Wirtschafts- und Gesellschaftsrecht / Rechtsfall 13
Ich halte 11% der Aktien einer Aktiengesellschaft. Nun behauptet der Mehrheitsaktionär, ich müsse 11 % der Verluste tragen oder ihm die Aktien zurückgeben. Muss ich das?
Aus aktienrechtlicher Sicht kann ein Aktionär nicht verpflichtet werden, Verluste der Gesellschaft mitzutragen. Eine solche Pflicht kann sich aber aus einem besonderen Vertrag mit den übrigen Aktionären (Aktionärbindungsvertrag) ergeben.

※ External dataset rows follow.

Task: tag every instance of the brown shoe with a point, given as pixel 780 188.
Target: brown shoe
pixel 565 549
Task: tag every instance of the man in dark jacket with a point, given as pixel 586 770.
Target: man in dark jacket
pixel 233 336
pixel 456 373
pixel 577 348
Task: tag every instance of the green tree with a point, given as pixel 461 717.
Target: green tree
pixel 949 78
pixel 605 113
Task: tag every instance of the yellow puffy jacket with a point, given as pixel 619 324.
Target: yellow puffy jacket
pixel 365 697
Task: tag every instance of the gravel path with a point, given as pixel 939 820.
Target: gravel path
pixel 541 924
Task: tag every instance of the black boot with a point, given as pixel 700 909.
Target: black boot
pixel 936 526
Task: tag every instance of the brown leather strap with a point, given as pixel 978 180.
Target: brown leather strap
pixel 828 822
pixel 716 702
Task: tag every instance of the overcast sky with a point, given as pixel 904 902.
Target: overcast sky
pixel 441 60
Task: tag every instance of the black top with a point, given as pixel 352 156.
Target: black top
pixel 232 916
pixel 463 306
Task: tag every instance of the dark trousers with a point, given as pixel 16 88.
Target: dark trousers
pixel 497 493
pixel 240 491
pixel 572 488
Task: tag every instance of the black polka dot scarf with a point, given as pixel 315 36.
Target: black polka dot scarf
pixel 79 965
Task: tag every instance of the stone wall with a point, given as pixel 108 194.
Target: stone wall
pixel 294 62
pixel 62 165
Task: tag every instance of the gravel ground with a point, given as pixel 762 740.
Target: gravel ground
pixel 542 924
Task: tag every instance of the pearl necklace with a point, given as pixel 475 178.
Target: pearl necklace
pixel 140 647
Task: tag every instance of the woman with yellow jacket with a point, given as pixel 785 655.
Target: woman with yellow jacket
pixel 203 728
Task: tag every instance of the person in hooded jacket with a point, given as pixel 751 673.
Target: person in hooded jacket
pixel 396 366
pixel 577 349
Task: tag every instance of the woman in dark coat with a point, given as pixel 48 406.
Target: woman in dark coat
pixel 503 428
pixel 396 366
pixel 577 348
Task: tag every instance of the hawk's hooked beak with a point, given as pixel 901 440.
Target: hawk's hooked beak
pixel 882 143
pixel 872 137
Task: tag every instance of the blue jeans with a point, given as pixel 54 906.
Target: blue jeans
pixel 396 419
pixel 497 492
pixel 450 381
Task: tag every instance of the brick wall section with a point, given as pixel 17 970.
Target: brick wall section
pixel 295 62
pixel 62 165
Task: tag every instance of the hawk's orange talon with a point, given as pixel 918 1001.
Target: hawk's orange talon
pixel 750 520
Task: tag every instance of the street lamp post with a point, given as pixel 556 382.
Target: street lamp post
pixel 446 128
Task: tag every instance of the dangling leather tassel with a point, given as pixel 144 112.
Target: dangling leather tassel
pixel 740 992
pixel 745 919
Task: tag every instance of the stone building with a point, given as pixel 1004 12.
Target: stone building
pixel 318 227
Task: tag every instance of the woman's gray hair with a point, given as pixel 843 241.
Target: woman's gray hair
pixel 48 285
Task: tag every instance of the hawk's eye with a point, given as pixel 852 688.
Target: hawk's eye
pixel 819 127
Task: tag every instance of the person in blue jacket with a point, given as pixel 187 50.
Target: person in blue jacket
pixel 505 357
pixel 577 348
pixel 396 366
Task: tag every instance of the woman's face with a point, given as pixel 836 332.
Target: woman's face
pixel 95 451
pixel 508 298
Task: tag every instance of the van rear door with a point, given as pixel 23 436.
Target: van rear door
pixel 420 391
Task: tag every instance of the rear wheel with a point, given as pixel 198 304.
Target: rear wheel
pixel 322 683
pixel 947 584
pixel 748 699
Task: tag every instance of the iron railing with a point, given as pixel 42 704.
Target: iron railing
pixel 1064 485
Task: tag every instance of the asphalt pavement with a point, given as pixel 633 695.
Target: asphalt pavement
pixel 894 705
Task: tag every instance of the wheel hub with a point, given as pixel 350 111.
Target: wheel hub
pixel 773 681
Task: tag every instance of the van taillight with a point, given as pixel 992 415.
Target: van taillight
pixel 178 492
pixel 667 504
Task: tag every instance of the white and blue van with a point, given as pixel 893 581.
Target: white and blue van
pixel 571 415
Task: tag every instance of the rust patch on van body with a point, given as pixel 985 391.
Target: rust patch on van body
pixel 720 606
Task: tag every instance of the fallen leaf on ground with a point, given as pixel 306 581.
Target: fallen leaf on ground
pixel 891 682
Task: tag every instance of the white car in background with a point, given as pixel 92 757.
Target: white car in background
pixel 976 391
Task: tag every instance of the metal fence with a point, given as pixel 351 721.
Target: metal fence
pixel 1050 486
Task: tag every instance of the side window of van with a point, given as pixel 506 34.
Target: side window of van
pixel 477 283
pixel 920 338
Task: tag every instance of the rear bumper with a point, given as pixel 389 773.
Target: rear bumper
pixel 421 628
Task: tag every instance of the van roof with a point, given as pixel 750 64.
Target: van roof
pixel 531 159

Detaillierte rechtliche Auslegung
Gegenüber der Aktiengesellschaft hat ein Aktionär eine einzige Pflicht: Er muss den Ausgabebetrag für die Aktien einzahlen (so genannte Liberierungspflicht). Darüber hinaus können nicht einmal die Statuten vorsehen, dass ein Aktionär Verluste der Gesellschaft tragen oder neues Geld einschiessen muss. Zulässig ist hingegen, dass sich die Aktionäre untereinander verpflichten, die Gesellschaft mit zusätzlichen Mitteln auszustatten. In einem solchen Fall muss der entsprechende Aktionär diesem Vertrag aber ausdrücklich zugestimmt haben.
1. Liberierungspflicht
Gibt eine Aktiengesellschaft neue Aktien aus, so zeichnen die Aktionäre die entsprechenden Aktien und verpflichten sich, den dafür geforderten Ausgabebetrag zu bezahlen (vgl. Art. 630 OR). Der Ausgabebetrag entspricht dabei mindestens dem Nennwert der Aktien (vgl. Art. 624 OR).
Sobald der Aktionär den Ausgabebetrag vollständig bezahlt und damit seine Liberierungspflicht erfüllt hat, gibt es für ihn keinerlei weitere Pflichten gegenüber der Gesellschaft mehr. Ein Aktionär kann auch nicht in den Statuten verpflichtet werden, der Gesellschaft darüber hinaus noch mehr zu leisten (vgl. Art. 680 Abs. 1 OR). Dies im Gegensatz zur Gesellschaft mit beschränkter Haftung (GmbH), bei der die Statuten eine Nachschusspflicht der Gesellschafter vorsehen können.
Die Aktiengesellschaft kann im vorliegenden Fall deshalb keinen Anspruch gegen den Minderheitsaktionär haben, einen Teil der Verluste zu tragen. Dies verbietet das Aktienrecht.
2. Finanzierungspflicht im Aktionärbindungsvertrag
Ein Anspruch der Gesellschaft ist im vorliegenden Fall zwar ausgeschlossen, ein Anspruch des Mehrheitsaktionärs hingegen nicht. Es ist zulässig, dass Aktionäre miteinander so genannte Aktionärbindungsverträge abschliessen und darin untereinander weitere Pflichten vorsehen, die über das Aktienrecht hinausgehen.
Eine nicht untypische Bestimmung kann darin bestehen, dass jeder Aktionär anteilmässig zu seiner Beteiligung am Aktienkapital die Finanzierung der Gesellschaft sicherstellen muss. Der Aktionärbindungsvertrag kann vorsehen, dass ein Aktionär, der dieser Finanzierungsverpflichtung nicht nachkommt, seine Aktien den übrigen Aktionären verkaufen muss.
Ein solcher Aktionärbindungsvertrag kommt aber nur zustande, wenn die entsprechenden Aktionäre diesem zustimmen. Aus Beweisgründen wird ein solcher Aktionärbindungsvertrag in der Regel schriftlich geschlossen. Der Minderheitsaktionär müsste diesen also mitunterzeichnet haben. Liegt keine solche vertragliche Verpflichtung vor, besteht auch keine Pflicht zur Verlusttragung.